HAASS: We've got time for maybe one or two more. Sir?
QUESTIONER: Mr. Minister, you—
HAASS: Please identify yourself.
QUESTIONER: Yeah, I'm sorry. [Inaudible] from The New York Sun. You gave the explanation of your government's actions concerning Yukos as being perfectly legal and complying with Russian law. However, there's a widespread perception that those actions really stemmed from the politics of personality. What could you say by way of reassuring Americans that their capital, if invested in Russia, would be safe and that the Russian government would not take arbitrary action to dismantle businesses in the fashion that Yukos was perceived to have been? Thank you.
IVANOV: [Through interpreter] Did you say you were from The New York Sun?
IVANOV: [Through interpreter] I didn't know the name, but I know Phoenix Suns. That's the nice basketball team. [Laughter] Now about your question. Yukos again. Now back to the Yukos question. As the defense minister, I have quite plenty of things to do, and that's not exactly something falling within my purview. I'm not aware of all of the details in this case, but I'm absolutely sure that it's similar to a court of justice which can rule on— they're seeing whether [Russian businessman] Mikhail Khodorkovsky or some other persons accused by the court are guilty or not.

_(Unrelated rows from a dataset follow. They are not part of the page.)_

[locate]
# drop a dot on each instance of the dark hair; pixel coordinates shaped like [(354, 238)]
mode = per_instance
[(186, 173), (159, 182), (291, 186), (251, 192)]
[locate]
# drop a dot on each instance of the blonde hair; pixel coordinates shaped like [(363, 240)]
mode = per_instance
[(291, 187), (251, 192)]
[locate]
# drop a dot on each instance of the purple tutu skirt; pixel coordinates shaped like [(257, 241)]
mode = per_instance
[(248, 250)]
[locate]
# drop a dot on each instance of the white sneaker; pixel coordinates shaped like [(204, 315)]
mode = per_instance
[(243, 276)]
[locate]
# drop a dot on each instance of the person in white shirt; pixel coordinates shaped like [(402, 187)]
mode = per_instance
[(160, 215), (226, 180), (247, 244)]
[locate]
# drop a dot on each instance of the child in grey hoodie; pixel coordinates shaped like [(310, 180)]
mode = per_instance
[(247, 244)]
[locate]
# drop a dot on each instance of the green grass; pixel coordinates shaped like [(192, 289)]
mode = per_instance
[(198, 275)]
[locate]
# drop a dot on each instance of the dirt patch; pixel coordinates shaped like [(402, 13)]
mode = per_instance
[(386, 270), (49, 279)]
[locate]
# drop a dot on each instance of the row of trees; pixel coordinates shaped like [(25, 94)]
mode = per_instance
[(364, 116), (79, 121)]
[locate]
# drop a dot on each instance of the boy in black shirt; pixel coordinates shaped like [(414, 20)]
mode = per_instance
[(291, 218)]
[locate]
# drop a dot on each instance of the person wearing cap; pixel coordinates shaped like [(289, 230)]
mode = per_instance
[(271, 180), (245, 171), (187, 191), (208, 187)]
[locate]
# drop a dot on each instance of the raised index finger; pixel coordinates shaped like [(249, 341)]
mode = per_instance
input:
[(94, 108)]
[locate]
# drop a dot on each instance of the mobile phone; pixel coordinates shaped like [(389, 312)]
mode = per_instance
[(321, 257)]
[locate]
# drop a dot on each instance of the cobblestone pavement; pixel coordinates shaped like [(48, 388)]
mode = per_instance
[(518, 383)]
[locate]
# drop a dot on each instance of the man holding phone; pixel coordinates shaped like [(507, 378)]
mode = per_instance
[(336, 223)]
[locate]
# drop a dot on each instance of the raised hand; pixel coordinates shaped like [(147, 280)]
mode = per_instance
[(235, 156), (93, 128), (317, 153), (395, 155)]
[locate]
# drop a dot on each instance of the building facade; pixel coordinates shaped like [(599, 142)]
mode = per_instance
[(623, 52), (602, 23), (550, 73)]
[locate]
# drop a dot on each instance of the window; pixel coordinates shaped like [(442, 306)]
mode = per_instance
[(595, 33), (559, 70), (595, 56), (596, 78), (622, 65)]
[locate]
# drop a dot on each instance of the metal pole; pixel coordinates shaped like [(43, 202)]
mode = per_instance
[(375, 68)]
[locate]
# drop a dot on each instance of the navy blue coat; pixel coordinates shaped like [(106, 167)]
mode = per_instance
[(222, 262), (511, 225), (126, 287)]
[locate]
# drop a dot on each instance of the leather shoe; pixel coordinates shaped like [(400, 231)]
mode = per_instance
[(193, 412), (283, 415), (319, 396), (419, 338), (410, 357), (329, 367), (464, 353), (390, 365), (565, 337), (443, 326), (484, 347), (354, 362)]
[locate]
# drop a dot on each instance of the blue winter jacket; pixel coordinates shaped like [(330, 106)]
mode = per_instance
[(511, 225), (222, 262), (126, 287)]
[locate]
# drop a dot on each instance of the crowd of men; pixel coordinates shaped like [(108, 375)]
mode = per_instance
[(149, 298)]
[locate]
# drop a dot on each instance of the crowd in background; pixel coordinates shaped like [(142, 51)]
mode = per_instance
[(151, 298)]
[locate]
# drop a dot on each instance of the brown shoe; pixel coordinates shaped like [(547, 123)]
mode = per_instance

That's exactly the procedure of a democratic state. Now as for the investments, U.S. investments included, as far as I know, the Conoco-Phillips oil merger have an effective deal within the Russian Federation and is pretty well satisfied with that. As far as I know, a very big-time Alcoa U.S. operator is intent to purchase two Russian enterprises, and that deal is already in the pipeline. And the plants which Alcoa is planning to buy in Russia also relates to the production of high-tech items, including the defense items related hardware and missiles. These steps the government of Russia has also worked out the so-called behavioral pattern or the behavioral positions for the U.S. operator— for the Alcoa company to go by, and it does not actually prevent this company from doing things in even such a sensitive area.
HAASS: Great. Thank you. I've now violated the most sacred of all rules by 10 minutes, and I dare not press my advantage. So let me just very quickly thank the minister for getting this series, the Alfa series, off on exactly the level we wanted. I want to thank again Mikhail Fridman and Peter Aven for their support. And I want to thank you all for coming here tonight. Sir.
IVANOV: Thank you. [Applause] Thank you. [Applause]
HAASS: Thanks very much. You covered a lot of ground.